My guess is the hitch is not setup right. I watched my dealer set mine up and knew it was wrong and it really felt wrong when I pulled out of the lot. I followed the instructions from Reese and it feels rock solid now.


----------



## hatcityhosehauler (Feb 13, 2004)

Just another bit of info...your dealer may have set the hitch up properly (mine did), but once you load the trailer, it is going to change, and you will need to set things up again. When you check the setup, the trailer and the truck should be loaded as close to how you load for camping as you can. If you regularly tow with fresh water in the tank, set the hitch up with water in the tank, etc.

It also would not be a bad idea to take the whole setup to a scale, and at least that way, you will know if you tongue wgt is were it should be.

Tim


----------



## Carey (Mar 6, 2012)

If you want a very quick(20 mins) fix, just install Timbrens.. 153 bucks.. They go in place of your bump stops.. Just remove the 4 bolts(total) and put the Timbrens in place of the bump stops.. The ride will be the same empty..

The Timbrens are a engineered rubber cushion that acts very much like a inflateable air bag.. They are used in heavy equipment and some semi trucks..

These Dodges ride very nice empty, but do not handle loads well, just see my pic.. This pic is without Timbrens or W/D hitch. It drops a good 4 inches in the rear.. The Timbrens keep the rear about 2 and 1/2 inches higher..

As far as a W/D hitch, I am building one from my own idea.. It will be done soon.. Just might set the towing world on its ears.. But who knows..

Carey


----------



## mountainlady56 (Feb 13, 2006)

Well, just my .02 here. I'd take it back to the dealer and make them figure it out, by test-driving, etc. It took my dealership about an hour, after I hit the highway and turned right back around, of test-driving, adjustments, etc. WHY MAKE THEM DO IT?? #1) You paid them to do it; #2) You'll save the next person the headache of having the same problem; and #3) If anything goes wrong, THEY can be held responsible......you mess with it, and it's YOUR baby.
Darlene


----------



## sdotson (Mar 5, 2007)

Well on the was BACK from the campground I raised it one link just to see the difference.

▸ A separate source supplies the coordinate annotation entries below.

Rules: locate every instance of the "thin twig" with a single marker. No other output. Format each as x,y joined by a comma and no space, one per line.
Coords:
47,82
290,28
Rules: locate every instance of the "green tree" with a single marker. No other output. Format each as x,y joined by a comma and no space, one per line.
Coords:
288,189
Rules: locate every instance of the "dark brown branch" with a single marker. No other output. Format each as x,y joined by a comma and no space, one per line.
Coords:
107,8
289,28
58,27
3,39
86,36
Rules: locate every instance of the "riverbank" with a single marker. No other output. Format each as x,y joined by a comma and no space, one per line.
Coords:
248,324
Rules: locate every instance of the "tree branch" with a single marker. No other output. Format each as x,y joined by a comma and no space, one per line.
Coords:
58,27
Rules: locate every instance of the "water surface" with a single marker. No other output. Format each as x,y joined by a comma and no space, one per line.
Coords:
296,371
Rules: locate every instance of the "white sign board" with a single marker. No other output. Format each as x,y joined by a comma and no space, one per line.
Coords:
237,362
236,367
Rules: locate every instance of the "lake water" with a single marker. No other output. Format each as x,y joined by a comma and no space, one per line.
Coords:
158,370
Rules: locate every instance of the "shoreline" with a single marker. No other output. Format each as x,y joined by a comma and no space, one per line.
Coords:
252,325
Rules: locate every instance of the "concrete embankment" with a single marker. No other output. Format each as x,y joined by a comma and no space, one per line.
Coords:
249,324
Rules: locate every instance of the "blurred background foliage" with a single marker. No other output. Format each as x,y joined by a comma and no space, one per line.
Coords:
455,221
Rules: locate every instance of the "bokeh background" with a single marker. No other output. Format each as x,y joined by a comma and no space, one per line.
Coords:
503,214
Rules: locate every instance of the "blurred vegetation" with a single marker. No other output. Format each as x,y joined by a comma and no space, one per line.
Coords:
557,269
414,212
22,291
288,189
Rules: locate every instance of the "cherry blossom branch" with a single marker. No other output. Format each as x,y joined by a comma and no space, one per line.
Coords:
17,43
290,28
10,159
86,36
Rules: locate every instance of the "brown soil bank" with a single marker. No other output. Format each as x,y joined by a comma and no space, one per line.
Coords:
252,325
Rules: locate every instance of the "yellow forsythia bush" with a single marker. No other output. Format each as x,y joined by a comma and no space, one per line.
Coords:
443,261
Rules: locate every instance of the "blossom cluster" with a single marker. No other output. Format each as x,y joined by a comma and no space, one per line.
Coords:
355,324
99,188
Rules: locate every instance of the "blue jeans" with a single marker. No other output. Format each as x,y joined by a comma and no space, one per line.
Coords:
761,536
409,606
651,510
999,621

a WORLD of difference. It still bounced (slightly) but NOWHERE near as mch as it did. Before I could not imagine trying to drive this think more than 100 or so miles. Now that worry is gone.

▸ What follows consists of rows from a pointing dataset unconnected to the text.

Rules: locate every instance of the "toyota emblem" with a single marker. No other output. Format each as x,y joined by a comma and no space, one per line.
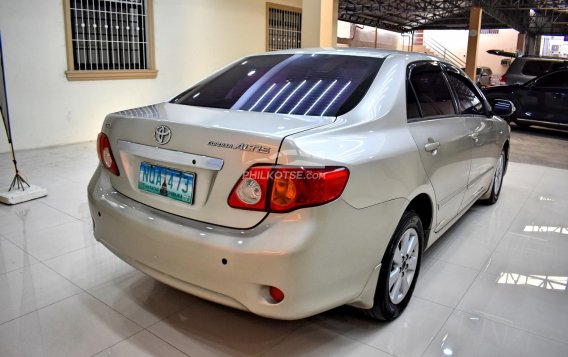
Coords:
162,135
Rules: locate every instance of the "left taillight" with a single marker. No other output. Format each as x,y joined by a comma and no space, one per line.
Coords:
105,154
284,189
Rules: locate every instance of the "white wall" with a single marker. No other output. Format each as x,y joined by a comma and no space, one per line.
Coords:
364,36
456,42
192,38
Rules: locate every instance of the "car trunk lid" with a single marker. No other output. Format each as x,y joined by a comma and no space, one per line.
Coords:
206,152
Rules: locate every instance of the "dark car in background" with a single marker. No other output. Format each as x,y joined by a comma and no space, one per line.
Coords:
525,68
542,101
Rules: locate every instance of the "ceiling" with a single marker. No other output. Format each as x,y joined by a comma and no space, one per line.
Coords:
541,17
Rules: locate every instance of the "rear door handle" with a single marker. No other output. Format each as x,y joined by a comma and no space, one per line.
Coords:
432,146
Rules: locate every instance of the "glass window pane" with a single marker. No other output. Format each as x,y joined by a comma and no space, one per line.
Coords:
432,90
315,85
469,101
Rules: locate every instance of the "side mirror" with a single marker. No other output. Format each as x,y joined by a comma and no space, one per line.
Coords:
502,107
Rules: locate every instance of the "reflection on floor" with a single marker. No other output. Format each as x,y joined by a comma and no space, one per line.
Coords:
494,285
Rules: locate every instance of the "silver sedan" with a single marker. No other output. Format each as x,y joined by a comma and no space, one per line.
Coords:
289,183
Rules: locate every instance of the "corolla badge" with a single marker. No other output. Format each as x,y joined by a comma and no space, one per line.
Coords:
242,146
162,134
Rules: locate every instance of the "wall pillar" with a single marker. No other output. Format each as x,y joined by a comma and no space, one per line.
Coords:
473,41
319,23
521,42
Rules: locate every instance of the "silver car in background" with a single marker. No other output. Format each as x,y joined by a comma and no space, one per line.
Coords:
292,182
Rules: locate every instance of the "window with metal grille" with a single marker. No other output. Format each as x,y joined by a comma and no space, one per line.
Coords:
109,39
284,27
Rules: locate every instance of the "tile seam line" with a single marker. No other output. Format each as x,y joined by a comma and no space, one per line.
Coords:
564,343
482,269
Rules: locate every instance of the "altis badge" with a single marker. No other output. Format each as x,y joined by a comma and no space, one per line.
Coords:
243,147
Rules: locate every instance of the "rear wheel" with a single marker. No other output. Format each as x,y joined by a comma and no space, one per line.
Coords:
399,269
497,180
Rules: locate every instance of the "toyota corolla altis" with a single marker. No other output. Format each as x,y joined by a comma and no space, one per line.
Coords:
289,183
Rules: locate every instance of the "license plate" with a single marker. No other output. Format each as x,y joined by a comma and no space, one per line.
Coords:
174,184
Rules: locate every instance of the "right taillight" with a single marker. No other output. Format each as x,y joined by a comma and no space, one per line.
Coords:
284,188
105,154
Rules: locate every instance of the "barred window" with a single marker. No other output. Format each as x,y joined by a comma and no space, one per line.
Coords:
284,27
109,39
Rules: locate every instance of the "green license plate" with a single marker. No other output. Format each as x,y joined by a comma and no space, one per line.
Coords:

I still might look into some suspensio mods on the truck but this tells me that it should NOT feel like what i was feeling.

Thanks guys.


----------



## huntr70 (Jul 8, 2005)

sdotson said:


> Well on the was BACK from the campground I raised it one link just to see the difference.
> 
> a WORLD of difference. It still bounced (slightly) but NOWHERE near as mch as it did. Before I could not imagine trying to drive this think more than 100 or so miles. Now that worry is gone.
> 
> ...


Congrats on getting most of the bugs worked out....a little tweaking here and there goes a long way!!

Steve


----------



## egregg57 (Feb 13, 2006)

California Jim said:


> You are experiencing a well known problem called "porpoising". That is your truck is bobbing up and down due to the tongue weight having it's way with the soft suspension of your truck.
> 
> I would give your attention to the following:
> 
> ...


 Good post Jim. I subscribe to this especially numbers 2,3, and 5


----------